On Thursday MasterChef’s production company, Banijay UK, said it had launched an investigation after the BBC received complaints about Wallace’s behaviour and said the 60-year-old was “committed to fully cooperating throughout the process”.

The presenter Kirsty Wark, who was a Celebrity MasterChef contestant in 2011, told BBC News that on two occasions during early morning filming Wallace told stories and jokes of a “sexualised nature” in front of contestants and crew. She said she felt strongly that the comments were “really, really in the wrong place”.

Rod Stewart, whose wife, Penny Lancaster, appeared on Celebrity MasterChef in 2021, used his Instagram account on Thursday to comment on Wallace’s break from the show. Stewart called Wallace a “tubby, bald-headed, ill-mannered bully” and said the presenter had humiliated his wife.

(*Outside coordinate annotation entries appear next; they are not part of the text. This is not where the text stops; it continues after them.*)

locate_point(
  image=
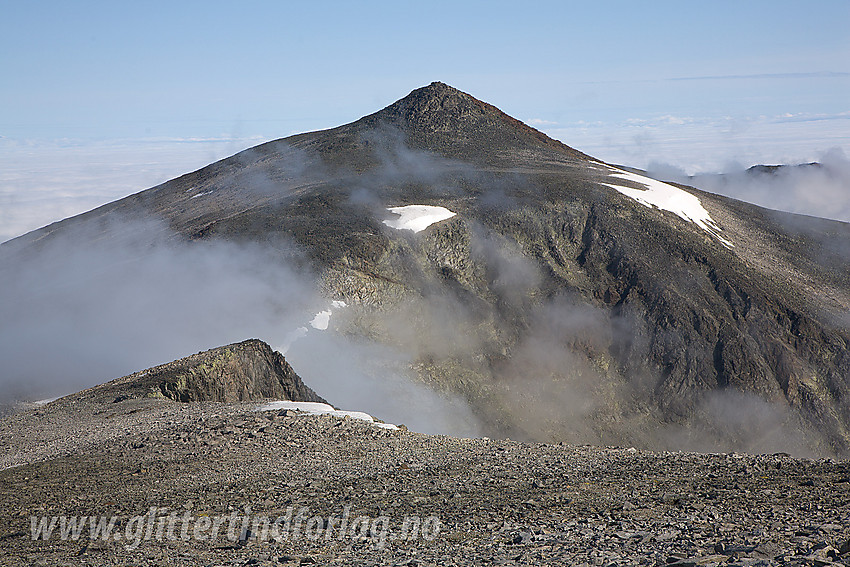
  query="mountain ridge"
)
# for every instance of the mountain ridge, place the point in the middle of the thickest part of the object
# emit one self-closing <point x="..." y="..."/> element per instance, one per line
<point x="668" y="319"/>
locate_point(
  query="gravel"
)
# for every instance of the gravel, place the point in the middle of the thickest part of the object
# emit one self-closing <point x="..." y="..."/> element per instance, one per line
<point x="478" y="501"/>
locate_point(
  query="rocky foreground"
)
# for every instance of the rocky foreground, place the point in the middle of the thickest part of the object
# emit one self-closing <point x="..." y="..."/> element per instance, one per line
<point x="289" y="488"/>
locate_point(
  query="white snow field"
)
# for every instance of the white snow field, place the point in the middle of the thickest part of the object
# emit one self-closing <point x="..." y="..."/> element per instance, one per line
<point x="669" y="198"/>
<point x="316" y="408"/>
<point x="417" y="217"/>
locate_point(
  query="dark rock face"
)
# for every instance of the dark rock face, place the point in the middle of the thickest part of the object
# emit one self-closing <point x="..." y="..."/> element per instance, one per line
<point x="244" y="371"/>
<point x="559" y="307"/>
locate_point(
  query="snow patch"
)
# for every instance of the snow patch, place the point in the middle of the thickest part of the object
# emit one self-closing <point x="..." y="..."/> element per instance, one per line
<point x="669" y="198"/>
<point x="316" y="408"/>
<point x="321" y="320"/>
<point x="417" y="217"/>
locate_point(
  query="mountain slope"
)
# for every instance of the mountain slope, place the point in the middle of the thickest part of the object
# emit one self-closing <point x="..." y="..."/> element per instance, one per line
<point x="566" y="300"/>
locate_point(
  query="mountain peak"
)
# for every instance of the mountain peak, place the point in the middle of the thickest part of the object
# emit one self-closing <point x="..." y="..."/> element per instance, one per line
<point x="439" y="116"/>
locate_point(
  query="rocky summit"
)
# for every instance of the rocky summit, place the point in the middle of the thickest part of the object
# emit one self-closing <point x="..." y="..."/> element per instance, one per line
<point x="564" y="299"/>
<point x="659" y="374"/>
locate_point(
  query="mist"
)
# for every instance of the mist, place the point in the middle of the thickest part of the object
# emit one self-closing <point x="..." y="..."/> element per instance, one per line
<point x="821" y="189"/>
<point x="100" y="305"/>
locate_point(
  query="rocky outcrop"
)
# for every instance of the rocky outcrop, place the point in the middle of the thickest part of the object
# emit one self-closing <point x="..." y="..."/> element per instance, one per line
<point x="244" y="371"/>
<point x="558" y="306"/>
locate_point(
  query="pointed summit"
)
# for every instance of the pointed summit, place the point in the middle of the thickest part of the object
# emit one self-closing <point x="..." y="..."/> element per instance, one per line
<point x="441" y="118"/>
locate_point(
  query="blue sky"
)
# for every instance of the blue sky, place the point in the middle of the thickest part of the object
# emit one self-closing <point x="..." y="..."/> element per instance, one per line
<point x="102" y="99"/>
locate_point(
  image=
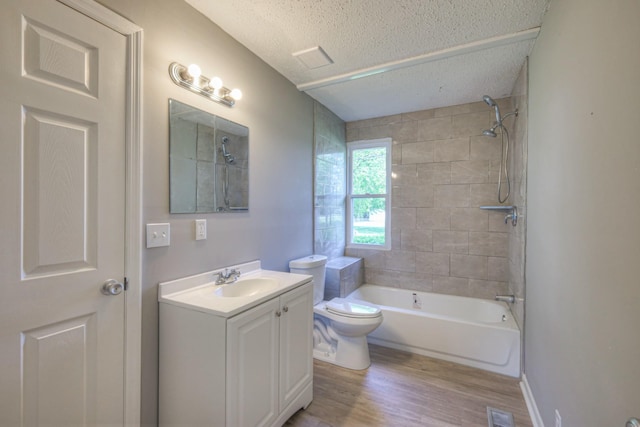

Speaking on BBC Radio 4’s Today programme on Friday, the former BBC One controller Lorraine Heggessey, who was behind the high-profile sackings of Richard Bacon and Angus Deayton, said broadcasters and programme makers had to “stop treating the presenter as if they’re a special case”.

She said: “They are just one person in a huge team that gets a show on air, and they are neither more special nor less special than anybody else. Somehow we’ve got a culture … of pandering to those who are in front of camera and letting them get away with the kind of behaviour that other people in teams wouldn’t be allowed to get away with.”

A BBC spokesperson said: “We are always clear that any behaviour which falls below the standards expected by the BBC will not be tolerated. Where an individual is contracted directly by an external production company we share any complaints or concerns with that company and we will always support them when addressing them.”